SPECT myocardial perfusion imaging has three main drawbacks in the pediatric population: first, poor spatial resolution (12–15 mm) in patients with a small hearts; second, length of acquisition (25 min for each set of images), necessitating the sedation of younger patients; and third, radiation exposure. PET pharmacologic imaging using 82Rb as a perfusion tracer has three advantages: first, a spatial resolution of 7 mm; second, shorter image acquisition times; and third, potentially lower radiation exposure [3]. However, information concerning the clinical utility of 82Rb PET perfusion imaging in the growing pediatric population with complex congenital heart disease is virtually nonexistent.

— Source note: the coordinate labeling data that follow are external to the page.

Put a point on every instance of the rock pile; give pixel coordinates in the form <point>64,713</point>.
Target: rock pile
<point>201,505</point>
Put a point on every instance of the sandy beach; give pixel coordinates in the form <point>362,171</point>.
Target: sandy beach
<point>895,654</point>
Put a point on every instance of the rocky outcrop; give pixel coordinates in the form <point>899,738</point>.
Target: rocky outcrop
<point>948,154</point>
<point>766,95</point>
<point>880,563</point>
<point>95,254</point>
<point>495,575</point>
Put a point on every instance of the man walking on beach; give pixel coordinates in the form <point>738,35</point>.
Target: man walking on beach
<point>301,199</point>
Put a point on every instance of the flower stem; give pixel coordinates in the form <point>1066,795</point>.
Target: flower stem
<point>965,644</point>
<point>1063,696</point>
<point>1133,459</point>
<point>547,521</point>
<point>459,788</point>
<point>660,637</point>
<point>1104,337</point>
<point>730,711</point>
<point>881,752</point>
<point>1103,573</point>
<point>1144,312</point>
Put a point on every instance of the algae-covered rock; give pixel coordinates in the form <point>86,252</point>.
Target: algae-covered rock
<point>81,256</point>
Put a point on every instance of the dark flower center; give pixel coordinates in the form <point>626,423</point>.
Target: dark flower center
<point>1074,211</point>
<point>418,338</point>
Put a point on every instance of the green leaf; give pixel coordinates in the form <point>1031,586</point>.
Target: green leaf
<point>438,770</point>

To our knowledge, this is the first study to evaluate the utility of cardiac PET perfusion imaging with 82Rb in the pediatric population. Limited data exist for the use of 13N ammonia as a PET perfusion tracer in the pediatric population [1, 5]. However, 82Rb has a more energetic positron than 13N ammonia and has not been well evaluated in the pediatric population. Because 82Rb is eluted from a bedside generator, it is available to the increasing number of PET imaging centers that do not have an on-site cyclotron. Thus, use of this perfusion tracer enables PET imaging to be performed at centers which are not as specialized as the traditional academic centers. The present findings indicate that cardiac PET imaging with 82Rb appears safe and effective for the noninvasive assessment of myocardial perfusion in children. These data demonstrate the high sensitivity and specificity of cardiac PET with 82Rb for the evaluation of myocardial perfusion in the pediatric population with complex congenital heart disease or various forms of coronary artery disease. These results should be applicable to pediatric patients with a wide range of congenital and acquired heart conditions, including valvular heart disease, Kawasaki disease, TGA post arterial switch, coronary artery anomalies, and cardiac transplant vasculopathy.

Limitations

This study represents a small, retrospective analysis in a pediatric population at high risk for myocardial perfusion abnormalities due to known coronary artery abnormalities or prior surgical procedures. Interpretation of PET imaging in this population is hindered by the lack of an age-specific normal database. Furthermore, the high pretest probability of coronary abnormalities may skew the correlation between abnormal PET results and flow-limiting coronary artery disease in this high-risk population. Finally, no standard protocol was utilized for 82Rb dosing in this pediatric population. Coronary angiography was utilized as the gold standard in this study. However, coronary angiography was not performed in all cases, even in patients with abnormal PET studies. No additional measures of myocardial perfusion or viability were utilized, and no attempt was made to assess coronary artery function, including coronary vasoreactivity, in this population with a high incidence of coronary artery anomalies and prior surgery.

Conclusion

Cardiac PET imaging with 82Rb appears promising for the noninvasive assessment of myocardial perfusion in children. Cardiac PET can be performed safely, offers high sensitivity and specificity in the pediatric population, and may provide a useful tool to complement coronary angiography in these patients. These results should be applicable to a wide range of congenital and acquired heart conditions, and the findings from this small series suggest that a prospective study in a larger patient cohort merits consideration.